Теперь только мы вдвоем шли против течения – и, если честно, я не знала, куда иду и ЧТО ИМЕНННО оставляю за спиной: чужое горе или свое внезапное, украденное у других счастье? «Ее там не было, не было… Я ни у кого ничего не украла!» – твердила я всю дорогу. Но душа онемела, и я знала, что не верю никому: ни Маруське, уведшей меня и, возможно, просто совравшей – для того чтобы она, моя девочка, оставалась живой еще хотя бы несколько часов. Для меня? Для нее? Для всех нас? Меня бросало, словно бы на гигантских качелях: вверх – вниз. Я верила – и не верила. Шаг – верю. Шаг – не верю.

Женька была дома. Сидела за столом и делала вид, что рисует: она всегда так поступала, когда считала себя провинившейся. Наверное, ее сегодняшний проступок не соответствовал выражению моего и маруськиного лиц, потому что, увидев нас, она не на шутку перепугалась.

– Мам… ты спала-спала… я хотела попроситься, правда. Нигде не стреляли… и я просто пошла погулять… немножко. А потом я пошла на улицу – потому что там змея запускали. Он был такой красивый, весь блестящий! – затараторила она виновато, потому что мы с Маруськой все стояли и смотрели, не говоря ни слова. – Я не хотела далеко идти, потому что ты не разрешаешь… а потом я поскользнулась и за камень зацепилась, и у меня порвался босоножек… нечая-а-анно-о-о…

Она все-таки заревела, а я повернула голову туда, куда указывал Женькин грязный палец, и увидела ее выходные босоножки, все в пыли, а один – с напрочь оторванной подошвой.

– …я боя-а-а-ала-ась… что ты руга-а-аться-я-а бу-у-удешь… и пошла к Верони-и-ике…

– Ничего, ничего, – сказала Маруська, которая опомнилась первая. – Мы просто долго тебя искали. Перепугались. Война все-таки.
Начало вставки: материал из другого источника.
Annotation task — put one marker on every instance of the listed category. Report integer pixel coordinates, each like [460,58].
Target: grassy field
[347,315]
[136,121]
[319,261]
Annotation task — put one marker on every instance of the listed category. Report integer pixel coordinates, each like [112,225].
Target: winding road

Моя подруга прижала мою дочь к себе.

– Ничего, ничего, – все приговаривала она. – Мама не сердится. Она просто сильно испугалась.

– Я хотела домой идти, – Женька доверчиво подняла зареванное личико на Марусю, – а она говорит: давай еще поиграем! У нее такая игра… я забыла, как называется… – сбивчиво поясняла она. – Только мне все равно не очень понравилось. Там надо бросать такие стрелки острые и попадать… а я все время не попада-ала…

У меня уже не было сил ступить даже шагу, поэтому я села прямо на пол, рядом с этими грязными, разорванными, бесценными босоножками – сама такая же грязная, вся в пыли и золе от нашей сгоревшей земли… и чьей-то оборвавшейся жизни.

– У тебя все ноги в крови! – вдруг сказала Женька. – Ты что, тоже босоножки порвала?

И вот тогда я завыла, точно так же, как волчица, потерявшая детенышей. Сегодня я чудом не потеряла своего. Но я больше не хочу ТАК РИСКОВАТЬ. И поэтому мы уедем. Бросим все к чертовой матери – и уедем. Туда, где не стреляют. Где не бьют настоящей, смертоносной артиллерией по блестящей на солнце детской игрушке. Где не сворачиваются от жара металлические столбы. Где людей не разносит на части взрывом. Я устала ждать, когда все это закончится. Я устала от сумасшествия. От нереальности происходящей рядом жизни. И от отсутствия этой самой жизни устала тоже. И мне до сих пор было больно. Так больно, словно я только что похоронила кого-то. Да, они, мои близкие, пока все живы. Но я знала, что это только ПОКА.

Егор

Возможно, Псих не был бы таким раздражительным, если бы не страдал дислексией – невозможностью воспринимать текст в напечатанном виде. Именно поэтому он и крутил злосчастную песню «Никогда мы не будем братьями» раз за разом – пятый, десятый… Он воспринимал все исключительно на слух. Представляю, каким ужасным препятствием эта злосчастная особенность была для него в школе! Возможно, оттого Псих и вырос таким дерганым и ненавидящим буквально все живое. Я узнал о его недостатке совершенно случайно: спросил, нет ли чего почитать.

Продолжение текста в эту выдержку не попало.